A public key is the non-secret counterpart to a private key. It is derived from the private key via a one-way function β specifically, point multiplication on an elliptic curve β and it can be freely shared without compromising the private key it came from. The public key has two practical uses in crypto. First, it can verify signatures: anyone with the public key can check whether a signature was produced by the corresponding private key, without learning the private key itself. Second, it can be hashed to produce a crypto address, which is what you actually share with people who want to send you funds.
The asymmetry is the whole point. Given the private key, producing the public key is a quick computation. Given the public key, recovering the private key would require solving the elliptic curve discrete logarithm problem, which is computationally infeasible with current hardware (and would stay infeasible even against much faster hardware short of cryptographically relevant quantum computers). This one-way relationship is what lets you publish the public key β or use it to derive an address you share widely β without giving away any ability to spend from it.

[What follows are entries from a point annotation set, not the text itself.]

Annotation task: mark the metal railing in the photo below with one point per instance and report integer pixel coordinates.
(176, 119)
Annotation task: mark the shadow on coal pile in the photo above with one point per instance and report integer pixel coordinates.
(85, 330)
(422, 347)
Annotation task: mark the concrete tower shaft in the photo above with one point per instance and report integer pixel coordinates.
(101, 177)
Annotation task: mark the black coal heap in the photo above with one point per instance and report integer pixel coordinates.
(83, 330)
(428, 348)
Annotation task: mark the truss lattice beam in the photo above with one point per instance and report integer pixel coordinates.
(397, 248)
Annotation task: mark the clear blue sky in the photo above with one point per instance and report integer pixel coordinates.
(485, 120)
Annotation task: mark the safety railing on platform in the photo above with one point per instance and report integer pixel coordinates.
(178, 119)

Bitcoin vs Ethereum Addressing
Bitcoin and Ethereum both use elliptic curve cryptography on the secp256k1 curve, so the underlying math is the same. They differ in how they turn public keys into addresses.

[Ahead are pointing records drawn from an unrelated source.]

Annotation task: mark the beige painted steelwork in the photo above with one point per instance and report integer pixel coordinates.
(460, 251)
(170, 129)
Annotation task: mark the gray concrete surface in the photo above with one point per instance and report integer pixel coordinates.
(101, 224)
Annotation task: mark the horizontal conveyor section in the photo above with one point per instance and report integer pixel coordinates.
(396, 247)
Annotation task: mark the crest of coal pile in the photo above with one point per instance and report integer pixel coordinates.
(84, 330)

Bitcoin hashes the public key (first with SHA-256, then with RIPEMD-160) to produce a 160-bit hash, prepends a version byte, appends a checksum, and encodes the result in Base58 to produce the familiar 1..., 3..., or bc1... addresses. The reason for the extra hashing step is partly to shorten the representation (a full public key is 33 or 65 bytes; a hash is 20 bytes) and partly to add a layer of protection against a theoretical quantum attack on elliptic curve cryptography β the public key is not exposed until you spend from the address for the first time, which limits the window for quantum attack.
Ethereum takes the public key, runs it through Keccak-256, and uses the last 20 bytes as the address, displayed in hex with a 0x prefix. There is no Base58, no checksum in the original format, and no extra hiding step β the Ethereum address is just a truncated hash of the public key. The more recent EIP-55 introduced a checksum by using mixed case in the hex representation (e.g., 0xAbC123... instead of 0xabc123...), which lets wallets detect typos without changing the underlying address.
Signature Recovery
One of the quirks of Ethereum’s signature format is that it is recoverable β given a signature and the message it signed, you can derive the public key that produced the signature without needing it as a separate input. This is why Ethereum transactions do not include the sender’s public key explicitly; the network recovers it from the signature and computes the address to verify authorization. Bitcoin’s signatures are also recoverable in principle but the protocol typically requires the sender to include the public key explicitly alongside the signature.
Signature recovery is a useful trick for saving space and simplifying contract interactions β many Ethereum protocols use it to implement meta-transactions, permit signatures, and other off-chain signing workflows. It also means that the first time you send a transaction from a Bitcoin address, your public key becomes visible on-chain permanently; if you want to preserve the quantum-resistance property that comes from hiding the public key behind a hash, you should avoid reusing addresses after spending from them.
Why You Rarely See the Raw Key
For day-to-day wallet use, you almost never interact with the public key directly. You see the address (which is a hash of the public key) and the private key (either as a raw hex value or, more commonly, as a derivation from a seed phrase). The public key is something the wallet software computes internally when it needs to verify signatures or display the address, and it does not usually show up in the UI at all.
The main places where “public key” appears in ordinary usage are Bitcoin pubkey-script addresses (the raw P2PK form, which is mostly historical), BIP32 extended public keys (xpubs, which are used to generate watch-only wallets without giving up spending ability), and various protocol-level messages where signature verification is happening. For everyone else, “public key” is an internal concept and “address” is the thing you share, even though the two are closely related.